Lake Macquarie City Council announced on 24 June that five new electric vehicle chargers are live across the city, installed by public charging provider EVX under a trial funded by the Federal Government’s Australian Renewable Energy Agency. Each delivers up to 22 kilowatts of AC charging, runs on 100 per cent renewable energy, and comes with a dedicated on-street parking bay and a maximum stay of four hours.

Where the chargers are

Addresses as published by Lake Macquarie City Council, 24 June 2026.

SuburbLocation
BelmontEdgar Street, opposite 10 Sharp Street
CharlestownAttunga Park, opposite 1 Shelton Street
Marmong Point1 Nanda Street
Swansea228 Pacific Highway
Warners Bay1 John Street, along The Esplanade
All five: up to 22 kW AC, dedicated EV-only bay, four-hour maximum stay. Public charging maps such as PlugShare list them alongside the rest of the network.

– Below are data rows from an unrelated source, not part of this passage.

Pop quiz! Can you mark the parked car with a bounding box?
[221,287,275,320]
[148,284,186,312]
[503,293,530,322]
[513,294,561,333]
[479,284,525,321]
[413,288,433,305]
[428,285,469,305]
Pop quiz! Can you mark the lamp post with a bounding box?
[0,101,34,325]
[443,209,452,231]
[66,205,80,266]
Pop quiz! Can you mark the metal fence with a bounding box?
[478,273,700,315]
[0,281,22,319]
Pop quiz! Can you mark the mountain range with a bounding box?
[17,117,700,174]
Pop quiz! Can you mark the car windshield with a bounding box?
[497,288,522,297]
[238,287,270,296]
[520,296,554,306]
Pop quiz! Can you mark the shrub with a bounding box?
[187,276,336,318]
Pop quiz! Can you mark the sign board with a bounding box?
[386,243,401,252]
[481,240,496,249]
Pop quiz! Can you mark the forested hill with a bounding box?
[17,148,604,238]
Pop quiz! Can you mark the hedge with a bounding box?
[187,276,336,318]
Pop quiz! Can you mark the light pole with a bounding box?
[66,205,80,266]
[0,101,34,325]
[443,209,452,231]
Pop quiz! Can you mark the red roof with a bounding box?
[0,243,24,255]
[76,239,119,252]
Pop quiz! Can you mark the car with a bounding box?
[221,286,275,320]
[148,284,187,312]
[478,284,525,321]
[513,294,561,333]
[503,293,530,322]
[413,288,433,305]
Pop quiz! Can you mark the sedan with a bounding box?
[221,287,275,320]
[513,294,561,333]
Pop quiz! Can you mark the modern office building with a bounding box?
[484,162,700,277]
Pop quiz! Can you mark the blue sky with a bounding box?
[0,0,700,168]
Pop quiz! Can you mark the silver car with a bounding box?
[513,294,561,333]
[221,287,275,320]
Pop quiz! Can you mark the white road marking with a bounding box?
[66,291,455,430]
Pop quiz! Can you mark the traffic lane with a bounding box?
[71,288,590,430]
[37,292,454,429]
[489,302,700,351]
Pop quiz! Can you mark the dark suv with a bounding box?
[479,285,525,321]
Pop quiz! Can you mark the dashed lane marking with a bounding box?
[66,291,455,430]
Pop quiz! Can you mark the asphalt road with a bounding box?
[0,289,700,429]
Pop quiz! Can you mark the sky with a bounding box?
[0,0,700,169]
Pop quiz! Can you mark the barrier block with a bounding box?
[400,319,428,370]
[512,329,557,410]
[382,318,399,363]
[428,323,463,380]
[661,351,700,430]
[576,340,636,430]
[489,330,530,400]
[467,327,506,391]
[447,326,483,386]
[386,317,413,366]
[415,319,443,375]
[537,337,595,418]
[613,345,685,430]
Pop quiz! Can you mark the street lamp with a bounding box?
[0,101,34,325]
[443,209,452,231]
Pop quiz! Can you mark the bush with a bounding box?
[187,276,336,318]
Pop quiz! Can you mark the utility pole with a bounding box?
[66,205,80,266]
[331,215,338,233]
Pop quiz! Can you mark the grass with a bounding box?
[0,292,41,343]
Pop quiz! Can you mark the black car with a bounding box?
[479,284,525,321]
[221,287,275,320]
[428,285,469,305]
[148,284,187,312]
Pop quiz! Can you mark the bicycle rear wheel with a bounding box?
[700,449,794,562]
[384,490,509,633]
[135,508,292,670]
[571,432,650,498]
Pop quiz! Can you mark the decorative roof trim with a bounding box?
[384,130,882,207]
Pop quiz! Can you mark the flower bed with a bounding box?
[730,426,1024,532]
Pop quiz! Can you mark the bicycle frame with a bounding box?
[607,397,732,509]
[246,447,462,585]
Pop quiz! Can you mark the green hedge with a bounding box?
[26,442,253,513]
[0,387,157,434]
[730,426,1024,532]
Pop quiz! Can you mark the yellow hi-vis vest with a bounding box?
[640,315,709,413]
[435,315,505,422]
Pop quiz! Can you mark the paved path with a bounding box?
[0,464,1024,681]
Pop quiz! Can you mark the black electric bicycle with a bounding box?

Why poles, and why these spots

The chargers mount on existing power poles, which EVX chief executive Andrew Forster described as using “existing infrastructure… smarter”: lower cost, less civil work, and less disruption than building dedicated charging sites. Council says the locations were picked near local centres, shops and amenities, and partly in response to community demand for on-street charging in areas with limited off-street parking, which is the quiet significance of this trial: it serves the renter and the apartment-dweller whose EV question was never “is there a highway fast-charger” but “where do I plug in overnight-ish, near home”.

Part of a bigger trial

The Lake Macquarie units are part of EVX’s ChargeKonnect project, a trial deploying up to 250 pole-mounted chargers across NSW, Victoria and South Australia, backed by ARENA. Data and community feedback from the trial will shape where future chargers go. Mayor Adam Shultz tied the rollout to a local trend: “Electric vehicle sales in our city are growing rapidly, particularly in recent months with the steep increase in the price of petrol.”